La piazza e la Basilica

E finalmente, ecco la piazza. L’unica piazza della città. Che bisogna vederla dalla Bocca, che da lì comincia e si può guardare tutta insieme. Proprio da sotto le Procuratie, dove guarda caso ha avuto sede un altro straordinario fondaco di libri d’arte e oggetti d’antiquariato e in una stagione altrettanto difficile per la storia della città, quella che seguì l’unione di Venezia all’Italia. Era la bottega di Ferdinando Ongania, ultimo erede dei grandi editori veneziani. Ma Sofia e Vittorio non lo sanno, non c’è nemmeno una lapide a ricordarlo. Però sempre stupiti come la prima volta, si fermano e guardano lei, la Basilica, sempre maestosa in fondo all’unica piazza della città. «Ancorata come una nave che nessun mare può affondare». Quella celebre chiesa a cui proprio Ongania dedicò tutta la vita e le sue finanze per mapparne ogni angolo, ogni dettaglio, con l’allora innovativo mezzo fotografico, nella speranza che non svanisse.

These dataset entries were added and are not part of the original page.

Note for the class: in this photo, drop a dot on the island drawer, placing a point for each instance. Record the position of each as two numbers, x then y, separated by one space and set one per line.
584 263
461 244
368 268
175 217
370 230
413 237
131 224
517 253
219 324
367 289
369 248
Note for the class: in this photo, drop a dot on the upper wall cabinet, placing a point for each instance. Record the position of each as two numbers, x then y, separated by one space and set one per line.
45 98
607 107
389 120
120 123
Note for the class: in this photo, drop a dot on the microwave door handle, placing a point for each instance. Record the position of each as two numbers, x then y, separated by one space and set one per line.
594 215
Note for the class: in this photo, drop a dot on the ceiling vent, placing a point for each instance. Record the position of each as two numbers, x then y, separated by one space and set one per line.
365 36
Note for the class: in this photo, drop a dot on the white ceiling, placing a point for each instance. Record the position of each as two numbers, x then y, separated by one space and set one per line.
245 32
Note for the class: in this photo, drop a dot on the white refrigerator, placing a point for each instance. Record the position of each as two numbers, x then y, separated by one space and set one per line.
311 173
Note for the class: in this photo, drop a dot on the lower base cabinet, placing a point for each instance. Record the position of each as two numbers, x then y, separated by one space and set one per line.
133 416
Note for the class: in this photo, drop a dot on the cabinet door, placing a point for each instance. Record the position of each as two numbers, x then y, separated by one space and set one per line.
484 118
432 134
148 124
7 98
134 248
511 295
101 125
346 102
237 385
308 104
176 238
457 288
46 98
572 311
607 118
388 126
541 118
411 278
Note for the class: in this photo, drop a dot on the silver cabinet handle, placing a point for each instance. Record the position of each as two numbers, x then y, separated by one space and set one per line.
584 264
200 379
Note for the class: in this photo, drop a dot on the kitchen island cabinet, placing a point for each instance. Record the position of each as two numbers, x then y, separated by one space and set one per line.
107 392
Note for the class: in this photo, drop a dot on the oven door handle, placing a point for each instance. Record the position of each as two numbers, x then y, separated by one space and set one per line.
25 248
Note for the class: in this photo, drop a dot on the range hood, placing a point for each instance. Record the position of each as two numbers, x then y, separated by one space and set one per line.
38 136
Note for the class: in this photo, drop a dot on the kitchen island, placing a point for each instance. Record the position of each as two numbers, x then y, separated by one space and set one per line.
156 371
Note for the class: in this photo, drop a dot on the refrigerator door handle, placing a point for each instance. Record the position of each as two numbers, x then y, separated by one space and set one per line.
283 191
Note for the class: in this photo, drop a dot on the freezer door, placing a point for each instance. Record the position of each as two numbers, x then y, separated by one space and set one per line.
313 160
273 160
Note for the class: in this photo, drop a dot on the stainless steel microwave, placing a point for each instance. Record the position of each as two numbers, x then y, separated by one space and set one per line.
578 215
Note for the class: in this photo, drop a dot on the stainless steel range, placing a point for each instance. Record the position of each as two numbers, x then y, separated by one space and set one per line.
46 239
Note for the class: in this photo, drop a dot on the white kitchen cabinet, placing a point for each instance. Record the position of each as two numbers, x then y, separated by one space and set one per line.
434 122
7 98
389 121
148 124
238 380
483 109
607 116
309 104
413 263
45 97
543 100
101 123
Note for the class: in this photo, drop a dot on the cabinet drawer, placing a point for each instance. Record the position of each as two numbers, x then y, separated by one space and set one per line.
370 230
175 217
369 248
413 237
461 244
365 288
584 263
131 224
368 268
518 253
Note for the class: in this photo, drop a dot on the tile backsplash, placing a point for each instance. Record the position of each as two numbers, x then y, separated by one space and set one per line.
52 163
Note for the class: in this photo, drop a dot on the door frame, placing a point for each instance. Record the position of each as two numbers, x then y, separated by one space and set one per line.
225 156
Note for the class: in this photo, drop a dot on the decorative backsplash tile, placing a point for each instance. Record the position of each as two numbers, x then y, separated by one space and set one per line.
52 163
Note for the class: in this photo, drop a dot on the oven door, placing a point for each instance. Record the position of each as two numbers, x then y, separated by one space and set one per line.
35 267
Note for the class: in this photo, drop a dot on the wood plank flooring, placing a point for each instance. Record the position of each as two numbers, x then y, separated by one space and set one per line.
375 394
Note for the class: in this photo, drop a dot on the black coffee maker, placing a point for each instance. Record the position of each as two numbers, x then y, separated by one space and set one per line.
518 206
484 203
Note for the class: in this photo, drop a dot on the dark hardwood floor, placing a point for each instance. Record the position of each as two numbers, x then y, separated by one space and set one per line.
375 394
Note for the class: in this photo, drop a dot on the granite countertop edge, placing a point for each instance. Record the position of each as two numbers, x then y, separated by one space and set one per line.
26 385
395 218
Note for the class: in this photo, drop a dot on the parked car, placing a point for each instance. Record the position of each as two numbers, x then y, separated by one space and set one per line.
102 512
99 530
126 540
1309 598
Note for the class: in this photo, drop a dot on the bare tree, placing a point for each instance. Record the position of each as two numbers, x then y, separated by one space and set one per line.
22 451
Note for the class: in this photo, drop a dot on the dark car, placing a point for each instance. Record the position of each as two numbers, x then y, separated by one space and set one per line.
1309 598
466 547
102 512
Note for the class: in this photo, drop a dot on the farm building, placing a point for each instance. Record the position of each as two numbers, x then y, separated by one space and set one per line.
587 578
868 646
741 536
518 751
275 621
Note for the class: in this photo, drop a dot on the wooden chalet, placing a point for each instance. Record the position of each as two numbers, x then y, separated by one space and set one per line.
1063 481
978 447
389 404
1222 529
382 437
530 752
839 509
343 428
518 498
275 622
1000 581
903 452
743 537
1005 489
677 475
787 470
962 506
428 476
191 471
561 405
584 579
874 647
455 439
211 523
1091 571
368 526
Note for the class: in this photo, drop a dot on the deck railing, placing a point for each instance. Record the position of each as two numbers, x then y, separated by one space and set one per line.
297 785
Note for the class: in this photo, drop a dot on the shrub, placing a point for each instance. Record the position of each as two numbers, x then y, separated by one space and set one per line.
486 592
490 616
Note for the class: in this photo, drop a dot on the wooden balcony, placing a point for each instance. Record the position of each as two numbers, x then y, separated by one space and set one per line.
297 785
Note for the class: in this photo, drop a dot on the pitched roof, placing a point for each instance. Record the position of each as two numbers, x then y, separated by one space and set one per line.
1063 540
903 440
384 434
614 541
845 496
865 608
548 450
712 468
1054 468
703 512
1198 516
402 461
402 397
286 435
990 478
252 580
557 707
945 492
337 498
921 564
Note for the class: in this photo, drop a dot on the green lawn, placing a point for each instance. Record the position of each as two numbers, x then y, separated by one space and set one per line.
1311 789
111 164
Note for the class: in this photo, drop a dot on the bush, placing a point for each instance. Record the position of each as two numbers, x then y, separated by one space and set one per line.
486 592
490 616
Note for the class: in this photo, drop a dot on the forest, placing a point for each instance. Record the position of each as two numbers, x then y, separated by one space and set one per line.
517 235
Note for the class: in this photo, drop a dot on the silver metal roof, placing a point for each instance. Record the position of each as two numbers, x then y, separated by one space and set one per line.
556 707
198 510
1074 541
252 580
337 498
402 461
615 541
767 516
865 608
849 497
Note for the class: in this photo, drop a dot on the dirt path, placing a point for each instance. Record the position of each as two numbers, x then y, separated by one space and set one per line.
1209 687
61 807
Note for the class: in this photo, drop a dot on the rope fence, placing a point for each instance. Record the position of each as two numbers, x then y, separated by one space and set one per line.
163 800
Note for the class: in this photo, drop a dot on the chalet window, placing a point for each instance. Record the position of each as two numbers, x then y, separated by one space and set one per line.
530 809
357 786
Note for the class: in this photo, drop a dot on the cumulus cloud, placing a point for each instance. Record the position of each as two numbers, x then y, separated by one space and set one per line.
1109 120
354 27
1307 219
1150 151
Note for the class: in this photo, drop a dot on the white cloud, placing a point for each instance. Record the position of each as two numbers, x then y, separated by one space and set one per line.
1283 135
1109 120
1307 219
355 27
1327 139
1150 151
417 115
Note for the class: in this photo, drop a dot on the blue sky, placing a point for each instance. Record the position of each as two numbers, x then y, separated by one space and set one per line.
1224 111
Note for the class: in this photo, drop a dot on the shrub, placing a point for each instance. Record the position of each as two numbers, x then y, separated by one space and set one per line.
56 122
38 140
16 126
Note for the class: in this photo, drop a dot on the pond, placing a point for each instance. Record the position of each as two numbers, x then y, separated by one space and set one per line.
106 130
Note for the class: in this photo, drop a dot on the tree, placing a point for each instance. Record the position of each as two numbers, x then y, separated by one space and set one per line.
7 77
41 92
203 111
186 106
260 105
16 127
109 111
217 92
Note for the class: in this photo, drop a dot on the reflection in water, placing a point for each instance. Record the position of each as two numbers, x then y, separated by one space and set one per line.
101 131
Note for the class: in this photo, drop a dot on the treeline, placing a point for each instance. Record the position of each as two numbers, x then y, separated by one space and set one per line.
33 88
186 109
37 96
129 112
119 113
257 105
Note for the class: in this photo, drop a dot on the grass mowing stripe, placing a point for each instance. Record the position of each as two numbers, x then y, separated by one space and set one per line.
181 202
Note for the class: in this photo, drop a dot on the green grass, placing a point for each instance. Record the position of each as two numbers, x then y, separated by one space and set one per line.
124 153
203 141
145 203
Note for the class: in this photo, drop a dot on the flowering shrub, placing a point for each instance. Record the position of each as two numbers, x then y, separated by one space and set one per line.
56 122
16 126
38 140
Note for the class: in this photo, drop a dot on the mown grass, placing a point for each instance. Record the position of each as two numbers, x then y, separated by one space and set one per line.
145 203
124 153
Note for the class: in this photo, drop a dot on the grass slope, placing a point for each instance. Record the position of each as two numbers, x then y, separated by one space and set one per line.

Ma Venezia è sempre lì, ci ricorda Montanaro. «Venezia è meravigliosa. Adesso, sì, si può tornare indietro». (Indietro quando?). Prima però c’è da scorrere, in appendice al libro, una guida e mappa alle 22 librerie veneziane indipendenti, tutte toccate dall’acqua granda. «Tenaci come guerrigliere, eleganti come principesse». Ben consapevoli della gloriosa storia che le precede.